Re: [PATCH] nilfs2: fix data loss with mmap()
On Wed, 17 Sep 2014 21:34:39 +0900 (JST), Ryusuke Konishi wrote: On Wed, 17 Sep 2014 10:16:46 +0200, Andreas Rohner wrote: On 2014-09-16 15:57, Ryusuke Konishi wrote: On Tue, 16 Sep 2014 10:38:29 +0200, Andreas Rohner wrote: I'd appreciate your help on testing the patch for some old kernels. (And, please declare a Tested-by tag in the reply mail, if the test is ok). Sure I have everything set up. Which kernels do I have to test? Was commit 136e877 backported? I presume at least stable and some of the longterm kernels on https://www.kernel.org/... The commit 136e877 was merged to v3.10 and backported to stable trees of earlier kernels. But, most of earlier stable trees are no longer maintained. Well maintained trees are the following longterm kernels: - 3.4.y (backported commit 136e877) - 3.10.y - 3.14.y I think these three kernels are worty to be tested. I tested it on all stable kernels including 3.4.x, 3.10.x, 3.14.x. The bug is present in all of them and the patch fixes it. The patch also applies cleanly on all kernels. I sent it again yesterday, and added the Tested-by: tag. One thing I have a question. Is the original issue that commit 136e877 fixed still OK ? If you haven't tested it, I apprecicate if you examine the test for the prior issue. Thanks, Ryusuke Konishi -- To unsubscribe from this list: send the line unsubscribe linux-nilfs in the body of a message to majord...@vger.kernel.org More majordomo info at http://vger.kernel.org/majordomo-info.html
Re: [PATCH] nilfs2: fix data loss with mmap()

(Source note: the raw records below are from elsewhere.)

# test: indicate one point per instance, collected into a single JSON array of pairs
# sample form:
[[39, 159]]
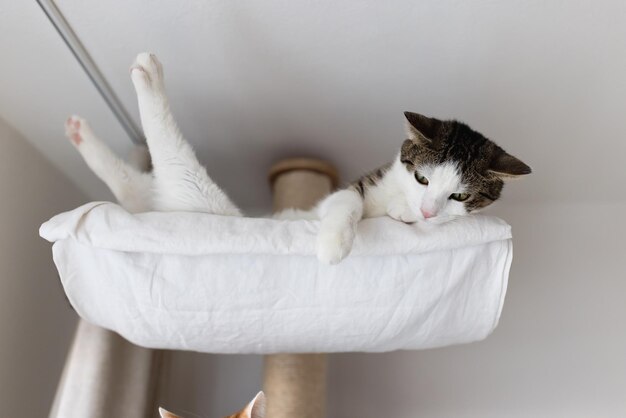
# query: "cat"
[[255, 409], [443, 170]]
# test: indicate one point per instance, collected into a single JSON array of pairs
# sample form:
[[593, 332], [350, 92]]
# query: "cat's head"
[[255, 409], [452, 169]]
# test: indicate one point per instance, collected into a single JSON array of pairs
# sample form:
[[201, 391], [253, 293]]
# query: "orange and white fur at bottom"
[[255, 409]]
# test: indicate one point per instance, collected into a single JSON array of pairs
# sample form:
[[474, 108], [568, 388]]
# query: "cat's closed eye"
[[460, 197], [421, 179]]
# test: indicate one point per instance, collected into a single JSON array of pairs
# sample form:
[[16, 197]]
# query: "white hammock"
[[217, 284]]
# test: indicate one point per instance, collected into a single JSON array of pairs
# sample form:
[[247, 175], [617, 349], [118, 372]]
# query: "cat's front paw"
[[75, 129], [400, 211], [147, 71], [334, 245]]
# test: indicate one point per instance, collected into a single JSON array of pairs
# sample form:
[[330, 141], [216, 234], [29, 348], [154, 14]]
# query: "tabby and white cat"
[[255, 409], [443, 170]]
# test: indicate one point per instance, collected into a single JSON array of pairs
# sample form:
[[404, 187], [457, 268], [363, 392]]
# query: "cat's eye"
[[460, 197], [421, 179]]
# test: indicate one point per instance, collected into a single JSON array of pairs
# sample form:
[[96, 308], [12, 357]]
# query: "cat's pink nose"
[[427, 214]]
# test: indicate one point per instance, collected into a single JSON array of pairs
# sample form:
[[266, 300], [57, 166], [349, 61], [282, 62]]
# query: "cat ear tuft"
[[256, 408], [167, 414], [508, 167], [421, 128]]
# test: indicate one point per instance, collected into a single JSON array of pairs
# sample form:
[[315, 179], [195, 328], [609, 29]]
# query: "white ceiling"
[[254, 81]]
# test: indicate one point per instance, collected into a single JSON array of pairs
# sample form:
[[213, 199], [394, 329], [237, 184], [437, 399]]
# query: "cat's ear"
[[256, 408], [420, 128], [167, 414], [507, 167]]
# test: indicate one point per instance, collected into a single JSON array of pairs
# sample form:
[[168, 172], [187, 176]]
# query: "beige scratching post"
[[295, 384]]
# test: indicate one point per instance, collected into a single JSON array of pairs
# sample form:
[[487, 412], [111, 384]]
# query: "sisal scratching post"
[[295, 384]]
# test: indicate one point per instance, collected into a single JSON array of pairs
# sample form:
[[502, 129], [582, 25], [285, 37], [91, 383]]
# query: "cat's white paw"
[[147, 71], [400, 211], [334, 245], [75, 129]]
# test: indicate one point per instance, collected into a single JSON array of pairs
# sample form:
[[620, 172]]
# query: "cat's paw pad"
[[146, 71], [334, 246], [75, 126], [401, 212]]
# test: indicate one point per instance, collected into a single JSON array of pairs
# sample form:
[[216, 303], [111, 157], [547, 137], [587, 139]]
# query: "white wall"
[[36, 322]]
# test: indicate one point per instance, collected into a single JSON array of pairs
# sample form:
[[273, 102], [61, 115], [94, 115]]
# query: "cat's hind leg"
[[131, 187], [181, 183]]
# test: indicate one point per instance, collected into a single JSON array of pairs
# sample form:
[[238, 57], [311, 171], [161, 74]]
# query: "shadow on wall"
[[36, 321]]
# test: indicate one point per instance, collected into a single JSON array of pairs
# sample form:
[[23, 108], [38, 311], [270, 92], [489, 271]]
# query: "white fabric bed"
[[218, 284]]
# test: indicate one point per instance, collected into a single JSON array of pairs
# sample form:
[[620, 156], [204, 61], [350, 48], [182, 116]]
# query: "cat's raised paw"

On 2014-09-18 09:24, Ryusuke Konishi wrote: On Wed, 17 Sep 2014 21:34:39 +0900 (JST), Ryusuke Konishi wrote: On Wed, 17 Sep 2014 10:16:46 +0200, Andreas Rohner wrote: On 2014-09-16 15:57, Ryusuke Konishi wrote: On Tue, 16 Sep 2014 10:38:29 +0200, Andreas Rohner wrote: I'd appreciate your help on testing the patch for some old kernels. (And, please declare a Tested-by tag in the reply mail, if the test is ok). Sure I have everything set up. Which kernels do I have to test? Was commit 136e877 backported? I presume at least stable and some of the longterm kernels on https://www.kernel.org/... The commit 136e877 was merged to v3.10 and backported to stable trees of earlier kernels. But, most of earlier stable trees are no longer maintained. Well maintained trees are the following longterm kernels: - 3.4.y (backported commit 136e877) - 3.10.y - 3.14.y I think these three kernels are worty to be tested. I tested it on all stable kernels including 3.4.x, 3.10.x, 3.14.x. The bug is present in all of them and the patch fixes it. The patch also applies cleanly on all kernels. I sent it again yesterday, and added the Tested-by: tag. One thing I have a question. Is the original issue that commit 136e877 fixed still OK ? If you haven't tested it, I apprecicate if you examine the test for the prior issue. Yes the original issue is still fixed. I was able to reproduce it by reverting nilfs_set_page_dirty() to the state prior to commit 136e877. Then I used the new version of nilfs_set_page_dirty() including my patch and I couldn't reproduce the issue anymore. So it seems to still be fixed. Furthermore the original issue was caused by the use of __set_page_dirty_buffers(), which marked unmapped buffers as dirty. My patch does not change the fix for that. br, Andreas Rohner -- To unsubscribe from this list: send the line unsubscribe linux-nilfs in the body of a message to majord...@vger.kernel.org More majordomo info at http://vger.kernel.org/majordomo-info.html
[PATCH] nilfs2: fix data loss with mmap()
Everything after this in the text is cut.